I don’t think this is JUST because we’re all so socialized to believe that women are deceitful harpies. I think it’s also wishful thinking on the listener’s part. People want to pretend that they don’t live in a world where a guy they know and like might be beating his wife. They try to preserve this fantasy - sometimes for their own sense of safety: if this guy who seems really nice to me is a violent abuser, then I could end up with a violent abuser. It’s easier to go through life thinking that his wife is lying or exaggerating or misinterpreting his actions.
PS apparently Why Does He Do That also deals with same-sex relationships, but possibly only in later additions? I haven’t been able to find excerpts, and the copies in the NYPL system have a whole bunch of holds on them (BUY MORE COPIES OF THIS BOOK, NYPL). I’d really like to see that. The author of the book (Lundy Bancroft, who is a man) has experience counseling men who commit DV, hence the focus on men.
Also, most if not all of the studies that claim women commit DV at equal rates as men are based on studies that did not look at scale or motivation of violence, and did not include violence that ended a relationship (either through death or otherwise) or violence committed by an ex after a relationship ended. So yeah… DV in heterosexual couples is overwhelmingly perpetrated by men against women.
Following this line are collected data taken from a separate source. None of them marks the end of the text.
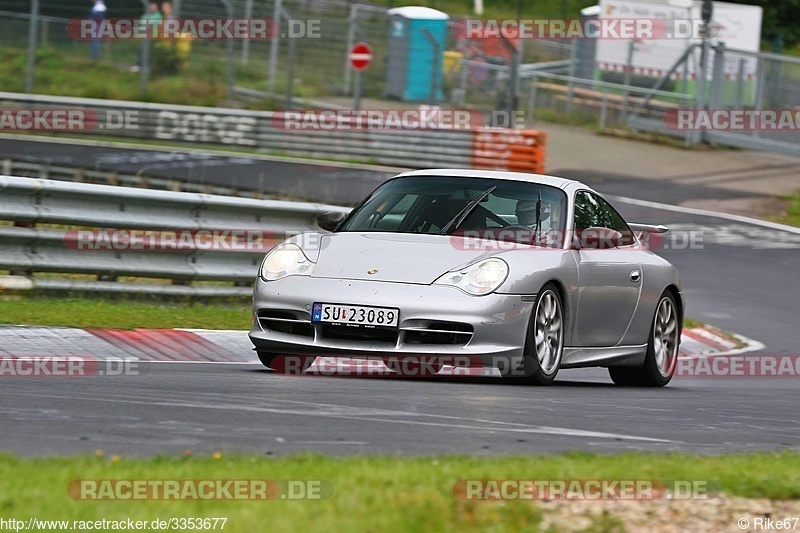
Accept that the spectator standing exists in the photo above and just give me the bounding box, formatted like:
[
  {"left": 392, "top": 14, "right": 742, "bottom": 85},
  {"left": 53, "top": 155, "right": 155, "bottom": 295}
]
[
  {"left": 161, "top": 2, "right": 175, "bottom": 20},
  {"left": 141, "top": 2, "right": 163, "bottom": 37},
  {"left": 89, "top": 0, "right": 107, "bottom": 61}
]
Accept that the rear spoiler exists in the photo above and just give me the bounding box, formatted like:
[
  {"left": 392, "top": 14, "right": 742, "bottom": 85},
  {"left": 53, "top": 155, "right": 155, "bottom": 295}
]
[
  {"left": 628, "top": 223, "right": 669, "bottom": 234},
  {"left": 629, "top": 223, "right": 668, "bottom": 247}
]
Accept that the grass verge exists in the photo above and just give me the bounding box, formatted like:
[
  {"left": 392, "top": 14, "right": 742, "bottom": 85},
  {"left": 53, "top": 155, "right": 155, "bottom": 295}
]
[
  {"left": 771, "top": 193, "right": 800, "bottom": 228},
  {"left": 0, "top": 452, "right": 798, "bottom": 532},
  {"left": 0, "top": 296, "right": 251, "bottom": 330}
]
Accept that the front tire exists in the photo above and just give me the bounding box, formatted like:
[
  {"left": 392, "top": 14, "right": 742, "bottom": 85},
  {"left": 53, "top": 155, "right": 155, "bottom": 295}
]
[
  {"left": 501, "top": 283, "right": 564, "bottom": 385},
  {"left": 609, "top": 291, "right": 679, "bottom": 387},
  {"left": 257, "top": 352, "right": 316, "bottom": 374}
]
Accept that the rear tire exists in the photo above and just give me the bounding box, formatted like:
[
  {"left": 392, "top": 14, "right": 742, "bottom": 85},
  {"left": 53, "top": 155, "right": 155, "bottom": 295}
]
[
  {"left": 501, "top": 283, "right": 564, "bottom": 386},
  {"left": 257, "top": 352, "right": 316, "bottom": 374},
  {"left": 609, "top": 291, "right": 679, "bottom": 387}
]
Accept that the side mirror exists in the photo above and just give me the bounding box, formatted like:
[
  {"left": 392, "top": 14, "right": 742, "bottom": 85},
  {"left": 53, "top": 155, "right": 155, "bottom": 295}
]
[
  {"left": 317, "top": 211, "right": 346, "bottom": 232},
  {"left": 576, "top": 227, "right": 624, "bottom": 250}
]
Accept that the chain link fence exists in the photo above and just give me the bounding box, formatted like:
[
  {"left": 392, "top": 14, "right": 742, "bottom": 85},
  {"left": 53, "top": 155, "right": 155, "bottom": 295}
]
[
  {"left": 712, "top": 46, "right": 800, "bottom": 148},
  {"left": 3, "top": 1, "right": 572, "bottom": 110},
  {"left": 2, "top": 1, "right": 800, "bottom": 155}
]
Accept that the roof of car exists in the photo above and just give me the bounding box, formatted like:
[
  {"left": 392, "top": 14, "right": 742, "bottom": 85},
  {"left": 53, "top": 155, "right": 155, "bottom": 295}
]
[{"left": 395, "top": 169, "right": 591, "bottom": 191}]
I’ve gotten the impression that women commit emotional abuse (and child abuse) in more significant numbers than they commit serious types of domestic violence, but most pieces I’ve seen about abuse committed by women in heterosexual relationships have been MRA-types trying to use those extremely flawed studies to show that women commit DV at the same rate as men, so as far as I can tell that sort of thing combined with taboos about speaking out mean there’s not a lot of good discussion of emotionally abusive women. But maybe there’s still only a statistically insignificant proportion of abuse being committed by women? All the information about this stuff basically relies on self-reporting so it’s pretty difficult to get a clear picture, and once again I’m left with the extremely flawed picture painted by society.
Anyway that’s why I mostly just went with gendered pronouns for abuser and abused, because I’ve been thinking about the book and that’s who the book is mainly focused on.